What kind of TEFL job can I look for?

We have no idea how many types of TEFL jobs exists…more than what we know of, more than we can imagine.

EFL instruction is needed in almost every area of any kind of International business and or industry.

Most non-English speaking countries have big EFL industries to teach English to children and or adults. Their universities have EFL programs for students.  But these are the more traditional jobs.

More TEFL Options

International airlines often need EFL training for their staff, as well as travel agencies and tour guides, resorts and hotels, scuba instructors and just about anyone who is dealing with tourism and hospitality.

International hospitals in major cities around the world hire EFL staff to teach their nurses and staff how to communicate with their patients, who come from around the world.

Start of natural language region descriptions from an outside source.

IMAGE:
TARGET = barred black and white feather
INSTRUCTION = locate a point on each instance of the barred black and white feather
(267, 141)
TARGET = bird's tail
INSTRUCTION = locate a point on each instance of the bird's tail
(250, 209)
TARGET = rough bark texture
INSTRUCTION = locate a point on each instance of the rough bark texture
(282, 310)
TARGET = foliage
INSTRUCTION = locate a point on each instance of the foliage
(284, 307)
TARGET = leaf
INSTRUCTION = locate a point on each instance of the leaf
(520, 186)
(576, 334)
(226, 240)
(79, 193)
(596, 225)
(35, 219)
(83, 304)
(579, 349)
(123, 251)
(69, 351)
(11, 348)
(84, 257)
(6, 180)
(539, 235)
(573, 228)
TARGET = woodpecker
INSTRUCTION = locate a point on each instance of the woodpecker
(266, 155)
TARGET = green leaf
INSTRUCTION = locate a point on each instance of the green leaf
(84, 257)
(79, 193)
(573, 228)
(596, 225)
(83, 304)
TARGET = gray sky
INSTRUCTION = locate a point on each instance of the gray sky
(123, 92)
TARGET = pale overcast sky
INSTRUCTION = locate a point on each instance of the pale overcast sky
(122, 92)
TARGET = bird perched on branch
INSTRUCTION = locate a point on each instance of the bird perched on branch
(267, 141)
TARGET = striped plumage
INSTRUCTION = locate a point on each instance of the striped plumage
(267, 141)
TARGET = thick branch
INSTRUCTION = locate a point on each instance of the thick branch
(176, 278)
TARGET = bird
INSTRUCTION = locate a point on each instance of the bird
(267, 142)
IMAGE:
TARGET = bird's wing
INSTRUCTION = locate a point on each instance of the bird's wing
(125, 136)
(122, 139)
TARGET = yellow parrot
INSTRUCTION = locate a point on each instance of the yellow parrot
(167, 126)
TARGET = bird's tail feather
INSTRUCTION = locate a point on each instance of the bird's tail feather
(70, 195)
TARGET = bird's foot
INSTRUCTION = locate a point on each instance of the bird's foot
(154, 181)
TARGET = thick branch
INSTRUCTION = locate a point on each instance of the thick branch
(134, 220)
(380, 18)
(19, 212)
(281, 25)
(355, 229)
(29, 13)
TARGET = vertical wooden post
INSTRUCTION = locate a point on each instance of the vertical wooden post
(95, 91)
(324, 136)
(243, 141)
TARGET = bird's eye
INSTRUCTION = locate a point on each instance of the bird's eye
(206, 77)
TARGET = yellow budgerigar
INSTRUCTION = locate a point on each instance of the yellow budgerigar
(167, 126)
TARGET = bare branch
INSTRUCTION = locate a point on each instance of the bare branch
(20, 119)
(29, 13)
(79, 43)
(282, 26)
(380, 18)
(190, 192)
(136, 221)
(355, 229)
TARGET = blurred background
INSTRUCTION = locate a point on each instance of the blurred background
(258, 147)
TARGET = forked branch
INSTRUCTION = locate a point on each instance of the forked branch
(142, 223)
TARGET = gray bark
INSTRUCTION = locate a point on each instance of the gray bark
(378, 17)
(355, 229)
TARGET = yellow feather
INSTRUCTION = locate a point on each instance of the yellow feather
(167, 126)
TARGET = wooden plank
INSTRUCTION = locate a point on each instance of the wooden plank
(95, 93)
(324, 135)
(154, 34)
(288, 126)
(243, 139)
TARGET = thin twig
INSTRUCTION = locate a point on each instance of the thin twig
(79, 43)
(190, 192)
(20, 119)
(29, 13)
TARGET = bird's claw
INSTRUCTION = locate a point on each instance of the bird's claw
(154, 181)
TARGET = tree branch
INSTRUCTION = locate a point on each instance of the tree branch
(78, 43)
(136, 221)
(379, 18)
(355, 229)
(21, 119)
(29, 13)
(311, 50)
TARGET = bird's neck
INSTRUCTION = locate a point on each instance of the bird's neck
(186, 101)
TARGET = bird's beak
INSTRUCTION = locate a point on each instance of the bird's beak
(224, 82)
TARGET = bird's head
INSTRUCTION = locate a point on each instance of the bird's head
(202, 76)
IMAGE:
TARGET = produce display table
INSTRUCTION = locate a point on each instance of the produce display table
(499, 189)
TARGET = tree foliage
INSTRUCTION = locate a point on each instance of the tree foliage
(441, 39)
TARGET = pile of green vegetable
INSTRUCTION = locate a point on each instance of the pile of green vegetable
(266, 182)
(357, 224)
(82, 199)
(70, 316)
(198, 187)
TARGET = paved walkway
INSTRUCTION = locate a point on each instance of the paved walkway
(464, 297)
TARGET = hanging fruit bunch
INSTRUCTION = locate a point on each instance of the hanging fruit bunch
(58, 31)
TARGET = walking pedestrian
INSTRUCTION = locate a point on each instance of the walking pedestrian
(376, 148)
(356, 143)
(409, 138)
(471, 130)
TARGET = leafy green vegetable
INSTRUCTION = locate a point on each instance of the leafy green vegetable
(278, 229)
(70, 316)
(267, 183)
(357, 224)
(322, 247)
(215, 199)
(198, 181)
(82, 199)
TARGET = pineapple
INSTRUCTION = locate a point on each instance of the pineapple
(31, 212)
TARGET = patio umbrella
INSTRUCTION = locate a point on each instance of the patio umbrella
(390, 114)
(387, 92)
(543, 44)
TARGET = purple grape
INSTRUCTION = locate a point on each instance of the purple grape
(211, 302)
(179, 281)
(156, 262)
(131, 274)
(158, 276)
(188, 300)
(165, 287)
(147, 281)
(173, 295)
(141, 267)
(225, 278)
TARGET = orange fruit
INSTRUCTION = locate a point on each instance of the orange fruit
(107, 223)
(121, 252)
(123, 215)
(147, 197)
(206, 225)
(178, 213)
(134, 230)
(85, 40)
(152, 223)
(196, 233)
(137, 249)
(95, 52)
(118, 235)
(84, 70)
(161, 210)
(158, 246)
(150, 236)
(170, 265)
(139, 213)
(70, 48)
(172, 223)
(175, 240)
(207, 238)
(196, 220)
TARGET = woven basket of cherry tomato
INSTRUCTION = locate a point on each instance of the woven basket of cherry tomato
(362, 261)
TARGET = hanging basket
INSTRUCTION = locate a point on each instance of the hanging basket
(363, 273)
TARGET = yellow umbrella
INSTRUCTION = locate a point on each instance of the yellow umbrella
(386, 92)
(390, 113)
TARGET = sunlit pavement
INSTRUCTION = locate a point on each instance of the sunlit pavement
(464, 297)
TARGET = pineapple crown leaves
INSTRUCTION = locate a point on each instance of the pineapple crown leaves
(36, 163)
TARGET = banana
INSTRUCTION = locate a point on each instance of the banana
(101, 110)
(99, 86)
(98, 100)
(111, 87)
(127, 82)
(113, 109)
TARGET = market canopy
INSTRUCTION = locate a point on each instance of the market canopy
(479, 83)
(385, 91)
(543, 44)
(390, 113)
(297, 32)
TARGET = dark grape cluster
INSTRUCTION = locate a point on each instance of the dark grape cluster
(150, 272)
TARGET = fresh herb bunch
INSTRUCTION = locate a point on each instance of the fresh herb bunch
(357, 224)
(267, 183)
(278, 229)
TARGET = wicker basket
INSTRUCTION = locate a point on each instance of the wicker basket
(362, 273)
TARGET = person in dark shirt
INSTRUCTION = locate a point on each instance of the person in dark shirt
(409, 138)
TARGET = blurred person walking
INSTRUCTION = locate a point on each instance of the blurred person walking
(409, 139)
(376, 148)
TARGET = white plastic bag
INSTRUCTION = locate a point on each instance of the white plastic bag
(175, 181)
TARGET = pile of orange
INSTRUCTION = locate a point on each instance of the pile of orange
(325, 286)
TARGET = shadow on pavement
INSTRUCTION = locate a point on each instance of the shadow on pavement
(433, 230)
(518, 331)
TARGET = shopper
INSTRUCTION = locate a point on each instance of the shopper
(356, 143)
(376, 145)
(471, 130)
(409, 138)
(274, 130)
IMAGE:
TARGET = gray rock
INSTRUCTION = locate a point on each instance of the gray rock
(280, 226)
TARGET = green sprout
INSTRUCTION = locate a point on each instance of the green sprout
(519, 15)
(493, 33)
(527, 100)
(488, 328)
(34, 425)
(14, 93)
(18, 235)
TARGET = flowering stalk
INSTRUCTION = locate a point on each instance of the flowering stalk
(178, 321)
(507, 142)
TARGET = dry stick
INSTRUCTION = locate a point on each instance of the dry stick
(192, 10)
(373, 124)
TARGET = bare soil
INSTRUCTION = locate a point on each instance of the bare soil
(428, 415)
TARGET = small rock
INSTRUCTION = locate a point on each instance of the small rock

EFL instruction is even needed in the Army, Navy and Air Force as well as the Police Force in countries and cities where English speaking tourists and residents are common.

This is good news!

This means that as a newbie in the TEFL world you may be able to find a teaching job related to your interest and previous employment. If you have the experience in a specific field you would be considered a natural. You will have the knowledge of the special vocabulary and specific terminology. You willl be the preferred hire.

Keep an open mind

You need to get creative looking for all those job possibilities. They exist but not all of them are traditionally, regularly and widely advertised. The most obvious place to ask about these jobs would be the Internet’s TEFL discussion boards. Be careful though, many of these jobs might are not familiar to the typical poster on the Internet’s TEFL discussion boards and you may hear your question or idea pooh-poohed.

TED’s Tips™ #1: Find a job related to your skills and experience.

Almost everyone has a unique set of skills, talent and experiences in different fields. If your skills are worth anything, exploit them and use them to your advantage.

TED’s Tips™ #2: The best job might not be splashed online

If you are looking for an English teaching job in a specific field, don’t expect to find the job in the traditional ‘TEFL teaching jobs’ section online. It might not be advertised in the usual way. It might not be advertised at all!

One of the best examples is the Resort and Hospitality Industry. Many major five and six star resorts don’t advertise their job openings because they will get swamped with eager applications from eager applicants wanting to get a “dream job” in a resort setting. If you have experience in the hospitality industry (waiter/waitress, hostess etc), take the chance and call the resort to present yourself, even if it is unexpected.

An example from the past: A few years ago LeMeridien Resort on Phuket Island advertised for an English Teacher. Sixty people applied, but only twenty were willing to travel to Phuket for the interview. In the end only three showed up! If you have the specific industry experience and if you know what and how to teach, you have a huge advantage!

TED’s Tips™ #3: If you want to work in an “outside the box” occupation like TEFL, it is good to consider conducting your job search in a non-traditional manner. There are some quite unusual settings for you to work. More options than you can imagine.